The English language standards for Kindergarten alone are five pages long. Let me give you a sample:
Phonemic Awareness
1.7 Track (move sequentially from sound to sound) and represent the number, sameness/ difference, and order of two and three isolated phonemes (e.g., /f, s, th/, /j, d, j/).
1.8 Track (move sequentially from sound to sound) and represent changes in simple syllables and words with two and three sounds as one sound is added, substituted, omitted, shifted, or repeated (e.g., vowel-consonant, consonant-vowel, or consonant-vowel-consonant).
1.9 Blend vowel-consonant sounds orally to make words or syllables.
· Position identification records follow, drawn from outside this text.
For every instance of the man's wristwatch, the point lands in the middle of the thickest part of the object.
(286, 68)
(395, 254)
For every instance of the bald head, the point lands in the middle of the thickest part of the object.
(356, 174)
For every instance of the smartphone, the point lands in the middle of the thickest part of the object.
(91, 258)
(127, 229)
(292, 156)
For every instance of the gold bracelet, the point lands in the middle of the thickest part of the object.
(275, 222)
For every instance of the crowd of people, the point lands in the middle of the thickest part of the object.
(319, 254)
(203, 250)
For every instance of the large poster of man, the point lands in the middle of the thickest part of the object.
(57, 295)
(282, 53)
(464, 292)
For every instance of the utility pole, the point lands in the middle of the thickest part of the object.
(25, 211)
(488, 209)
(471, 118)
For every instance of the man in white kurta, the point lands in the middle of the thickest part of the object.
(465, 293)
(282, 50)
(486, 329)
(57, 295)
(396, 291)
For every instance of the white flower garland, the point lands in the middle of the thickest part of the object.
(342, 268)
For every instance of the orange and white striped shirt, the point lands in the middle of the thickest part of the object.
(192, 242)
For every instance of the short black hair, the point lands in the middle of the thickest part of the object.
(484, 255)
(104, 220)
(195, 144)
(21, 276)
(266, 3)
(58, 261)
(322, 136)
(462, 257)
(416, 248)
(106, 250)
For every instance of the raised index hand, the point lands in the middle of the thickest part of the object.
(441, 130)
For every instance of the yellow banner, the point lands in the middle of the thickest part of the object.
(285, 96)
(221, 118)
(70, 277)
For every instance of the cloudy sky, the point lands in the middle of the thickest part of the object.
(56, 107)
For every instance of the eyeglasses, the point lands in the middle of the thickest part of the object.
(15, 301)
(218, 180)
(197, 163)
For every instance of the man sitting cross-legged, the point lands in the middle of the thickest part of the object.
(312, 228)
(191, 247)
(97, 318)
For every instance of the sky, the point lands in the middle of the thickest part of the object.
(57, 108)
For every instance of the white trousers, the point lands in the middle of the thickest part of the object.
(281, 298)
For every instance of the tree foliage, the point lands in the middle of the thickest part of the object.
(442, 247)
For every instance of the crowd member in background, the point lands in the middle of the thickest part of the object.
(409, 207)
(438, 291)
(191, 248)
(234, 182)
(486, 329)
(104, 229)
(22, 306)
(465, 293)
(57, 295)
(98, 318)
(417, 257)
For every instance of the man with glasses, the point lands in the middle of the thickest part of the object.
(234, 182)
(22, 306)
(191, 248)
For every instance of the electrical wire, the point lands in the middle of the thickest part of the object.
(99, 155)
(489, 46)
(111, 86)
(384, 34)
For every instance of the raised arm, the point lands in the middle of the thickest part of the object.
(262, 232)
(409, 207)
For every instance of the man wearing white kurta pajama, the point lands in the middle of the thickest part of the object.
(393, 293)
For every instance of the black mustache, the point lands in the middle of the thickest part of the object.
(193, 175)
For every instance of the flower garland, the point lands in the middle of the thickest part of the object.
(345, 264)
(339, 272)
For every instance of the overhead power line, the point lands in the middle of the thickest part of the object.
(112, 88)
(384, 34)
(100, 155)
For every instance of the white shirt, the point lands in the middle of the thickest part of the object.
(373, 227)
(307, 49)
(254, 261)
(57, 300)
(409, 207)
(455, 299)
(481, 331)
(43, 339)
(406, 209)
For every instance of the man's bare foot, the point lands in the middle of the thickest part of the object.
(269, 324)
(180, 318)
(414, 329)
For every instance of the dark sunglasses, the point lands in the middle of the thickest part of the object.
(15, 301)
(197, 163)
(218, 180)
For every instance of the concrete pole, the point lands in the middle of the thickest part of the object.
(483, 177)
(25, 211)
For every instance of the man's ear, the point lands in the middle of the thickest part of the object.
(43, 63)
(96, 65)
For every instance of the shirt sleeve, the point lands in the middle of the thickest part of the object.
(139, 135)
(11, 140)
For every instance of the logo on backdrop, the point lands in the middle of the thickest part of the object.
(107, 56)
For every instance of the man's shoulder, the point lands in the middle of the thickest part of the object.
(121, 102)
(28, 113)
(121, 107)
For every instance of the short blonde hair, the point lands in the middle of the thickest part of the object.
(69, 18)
1.10 Identify and produce rhyming words in response to an oral prompt.
1.11 Distinguish orally stated one-syllable words and separate into beginning or ending sounds.
1.12 Track auditorily each word in a sentence and each syllable in a word.
1.13 Count the number of sounds in syllables and syllables in words.
Teachers like Candice are already putting in a 110-percent effort every day. So when you add more children to their classes, just working longer hours isn’t an option. Something gets cut: a weekly story on the rug (in order to perform three more individual reading tests), a field trip to the museum (to shift planning time to three more parent conferences) or a more personal connection with every child.
Castro Valley prides itself on excellent schools. Our schools are a testament to the hard work of families, students and educators to develop a culture of success. So it’s a big deal when the School Board votes to further dismantle one of the key programs that benefit every child when they’re just getting their start in public education.